Maciej Obrębski zwraca uwagę także na specustawę drogową. Okazuje się, że wykorzystuje się ją nie tylko do budowy autostrad czy dróg krajowych, ale do realizacji niewielkich inwestycji, których długość nie przekracza 1 km. Pozwala to uniknąć konieczności dokonywania oceny odziaływania na środowisko. 
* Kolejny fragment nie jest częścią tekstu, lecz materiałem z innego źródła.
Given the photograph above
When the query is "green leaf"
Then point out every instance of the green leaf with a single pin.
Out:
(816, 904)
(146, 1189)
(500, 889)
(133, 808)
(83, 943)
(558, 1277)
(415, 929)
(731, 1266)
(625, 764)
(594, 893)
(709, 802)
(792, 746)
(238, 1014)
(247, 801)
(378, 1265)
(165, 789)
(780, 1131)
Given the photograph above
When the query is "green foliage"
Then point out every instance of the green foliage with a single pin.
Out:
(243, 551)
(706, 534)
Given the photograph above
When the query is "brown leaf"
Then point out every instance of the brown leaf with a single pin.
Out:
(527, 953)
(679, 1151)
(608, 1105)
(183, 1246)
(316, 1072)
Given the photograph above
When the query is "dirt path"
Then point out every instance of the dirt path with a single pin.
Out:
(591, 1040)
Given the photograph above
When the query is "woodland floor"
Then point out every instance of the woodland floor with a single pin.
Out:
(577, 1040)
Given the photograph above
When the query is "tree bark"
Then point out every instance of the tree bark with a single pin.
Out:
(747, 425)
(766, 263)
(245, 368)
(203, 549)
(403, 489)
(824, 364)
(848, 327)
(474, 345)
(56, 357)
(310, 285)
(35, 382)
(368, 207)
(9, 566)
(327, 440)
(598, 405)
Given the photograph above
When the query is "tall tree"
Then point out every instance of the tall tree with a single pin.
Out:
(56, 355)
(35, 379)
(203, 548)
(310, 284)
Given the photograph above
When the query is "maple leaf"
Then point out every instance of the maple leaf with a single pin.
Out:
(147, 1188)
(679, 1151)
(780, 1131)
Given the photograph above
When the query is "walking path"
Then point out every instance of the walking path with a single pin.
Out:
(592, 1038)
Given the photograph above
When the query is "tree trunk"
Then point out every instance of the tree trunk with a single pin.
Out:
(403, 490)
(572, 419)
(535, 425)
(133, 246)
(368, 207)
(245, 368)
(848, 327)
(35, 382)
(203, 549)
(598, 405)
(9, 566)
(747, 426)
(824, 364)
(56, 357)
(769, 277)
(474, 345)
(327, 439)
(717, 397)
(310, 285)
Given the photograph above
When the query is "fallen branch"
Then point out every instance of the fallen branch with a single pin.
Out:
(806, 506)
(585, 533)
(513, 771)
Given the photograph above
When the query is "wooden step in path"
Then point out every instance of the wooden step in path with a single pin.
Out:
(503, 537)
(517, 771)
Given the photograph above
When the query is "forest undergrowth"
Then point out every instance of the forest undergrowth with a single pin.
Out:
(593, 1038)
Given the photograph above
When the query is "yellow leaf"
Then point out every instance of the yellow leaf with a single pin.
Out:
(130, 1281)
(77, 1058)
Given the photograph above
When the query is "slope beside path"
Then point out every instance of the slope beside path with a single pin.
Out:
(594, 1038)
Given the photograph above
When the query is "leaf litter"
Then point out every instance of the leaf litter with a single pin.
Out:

Z tej "furtki" korzystaj też gminy. 

Czytaj w LEX: Nieruchomości zajęte pod drogi publiczne - odszkodowanie za odebranie prawa własności >

- Specustawa drogowa jest notorycznie wykorzystywana przez samorządy do budowy dróg w uproszczonej procedurze w sytuacji, gdy spodziewane są protesty mieszkańców lub konieczne jest dotrzymanie terminów rozliczenia funduszy unijnych. W przypadku miast na prawach powiatu decyzję o zezwoleniu na realizację inwestycji drogowej wydaje prezydent miasta, który jednocześnie jest zarządcą dróg na swoim terenie. Rozstrzyga zatem w sprawie drogi, którą sam będzie budował. Może to powodować wydawanie wadliwych decyzji i brak należytej weryfikacji dokumentacji załączonej do wniosku – mówi  Piotr Jarzyński, partner w Kancelarii Prawnej Jarzyński & Wspólnicy. Według niego obywatel ma niewielkie szanse na skuteczne zaskarżenie decyzji o zezwoleniu na realizację inwestycji drogowej i sprzeciwienie się np. wywłaszczeniu ze swojej nieruchomości. Dla obrony swoich praw musi zaangażować fachowców od projektowania i realizacji dróg oraz prawników. W sprawach dotyczących zezwolenia na realizację inwestycji drogowej nie stosuje się przepisów o planowaniu i zagospodarowaniu przestrzennym oraz przepisów ustawy z dnia 9 października 2015 r. o rewitalizacji. Można zatem budować drogi np. bez planów miejscowych.

Podobnie dzieje się w przypadku specustawy lotniskowej, w oparciu o którą Polska Agencja Żeglugi Powietrznej dokonuje nawet niewielkich modernizacji infrastruktury lotniskowej.